Breathing heavily, cooling rapidly, the pan-gender peered into his face like a cougar eying a hare. A cruel smile twisted his mouth.
“Cat got your tongue?” he asked.
Ziv was a veteran of too many engagements—sexual and otherwise—to panic or even overreact. His breathing, then his muscles, relaxed. The man’s characteristic composure quickly overcame his surprise.
“Did you do that on purpose?” he asked.
“What do you think?”
“I think it just—happened,” he replied. “You’re not . . . man enough to try and bargain with me.”
“Am I not?” The owlish eyes narrowed. Adsila wasn’t insulted. Life was a constant process of learning and he had known many mentors. What he felt was something else. Adsila’s breathing picked up again—there was a new high now.
The danger rising in the other man was immediate and radiant. “You are not,” he assured him.

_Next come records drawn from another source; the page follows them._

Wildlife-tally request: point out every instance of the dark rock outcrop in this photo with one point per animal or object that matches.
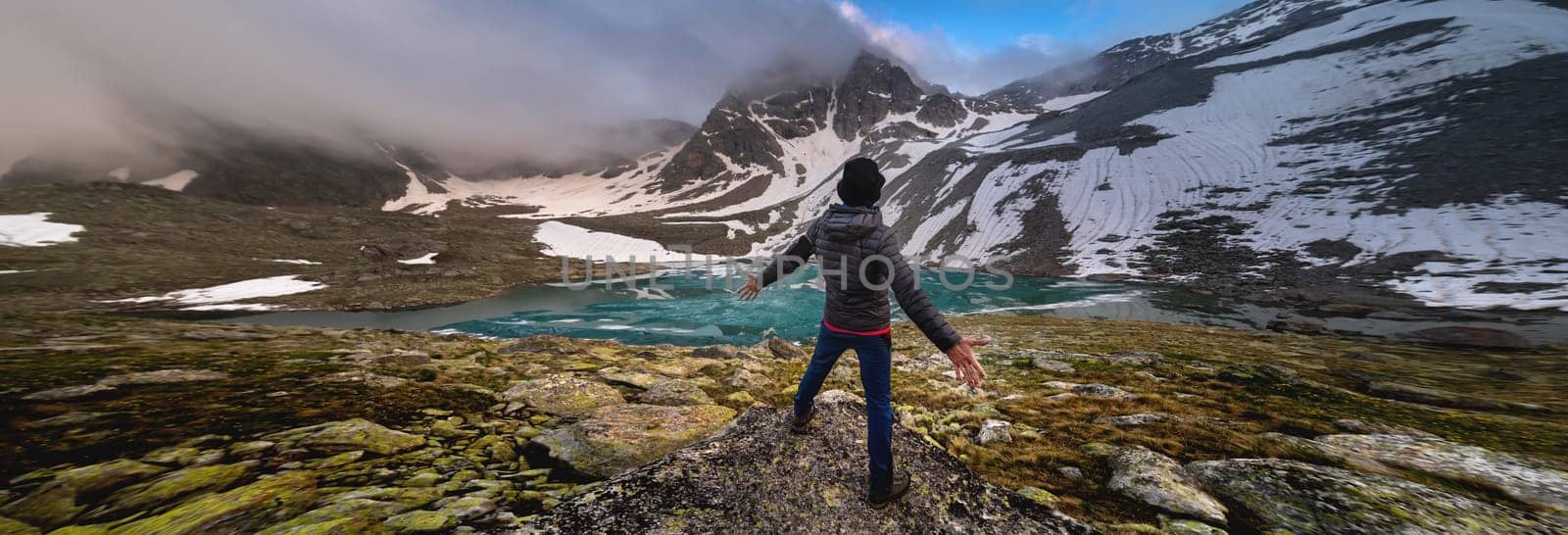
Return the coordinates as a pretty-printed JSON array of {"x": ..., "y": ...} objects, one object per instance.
[
  {"x": 1300, "y": 498},
  {"x": 1471, "y": 336},
  {"x": 758, "y": 477}
]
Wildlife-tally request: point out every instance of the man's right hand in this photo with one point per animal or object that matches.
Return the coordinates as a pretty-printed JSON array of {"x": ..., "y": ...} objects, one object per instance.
[{"x": 964, "y": 363}]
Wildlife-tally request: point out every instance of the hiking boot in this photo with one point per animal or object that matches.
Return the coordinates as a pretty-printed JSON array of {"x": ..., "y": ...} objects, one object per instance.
[
  {"x": 901, "y": 485},
  {"x": 799, "y": 425}
]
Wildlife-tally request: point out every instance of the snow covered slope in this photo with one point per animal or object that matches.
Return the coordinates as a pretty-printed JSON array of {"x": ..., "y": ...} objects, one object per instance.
[{"x": 1405, "y": 146}]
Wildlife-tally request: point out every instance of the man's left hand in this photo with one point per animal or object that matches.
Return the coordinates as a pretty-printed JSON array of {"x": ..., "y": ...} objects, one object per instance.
[{"x": 752, "y": 289}]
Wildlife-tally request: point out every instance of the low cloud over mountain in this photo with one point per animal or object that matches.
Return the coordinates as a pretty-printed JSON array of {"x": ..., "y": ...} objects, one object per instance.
[{"x": 463, "y": 80}]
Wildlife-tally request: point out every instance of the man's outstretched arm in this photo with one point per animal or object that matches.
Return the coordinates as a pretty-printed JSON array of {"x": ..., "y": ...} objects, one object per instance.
[
  {"x": 917, "y": 307},
  {"x": 784, "y": 264}
]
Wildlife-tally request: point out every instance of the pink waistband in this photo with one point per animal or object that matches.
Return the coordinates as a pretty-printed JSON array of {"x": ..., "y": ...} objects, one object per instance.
[{"x": 861, "y": 333}]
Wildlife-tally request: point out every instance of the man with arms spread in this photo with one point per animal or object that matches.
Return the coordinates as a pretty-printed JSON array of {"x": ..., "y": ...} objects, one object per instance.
[{"x": 859, "y": 263}]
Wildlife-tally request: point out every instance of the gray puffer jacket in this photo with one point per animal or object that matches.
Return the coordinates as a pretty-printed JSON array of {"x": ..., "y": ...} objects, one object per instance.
[{"x": 849, "y": 239}]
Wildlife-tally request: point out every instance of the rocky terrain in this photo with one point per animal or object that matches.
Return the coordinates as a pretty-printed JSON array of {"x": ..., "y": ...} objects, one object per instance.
[{"x": 151, "y": 425}]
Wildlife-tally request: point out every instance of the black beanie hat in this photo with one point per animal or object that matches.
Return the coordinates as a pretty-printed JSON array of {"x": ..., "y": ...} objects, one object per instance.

“Fine. I’m an eternal student,” Adsila said. “What kind of teacher are you?”
In response, Ziv grinned. He reached between them and grabbed himself tightly with his fist. “I can just buy myself another one of these if I have to. And by the way—my perfluorocarbon blood will not wash out of your Cherokee rug.”
The tension passed, the threat evaporated, and Adsila shifted. The flesh against Ziv became softer, rounder. But the Israeli did not back away. He pushed his hips forward, pinning Adsila hard against the door with groin and chest.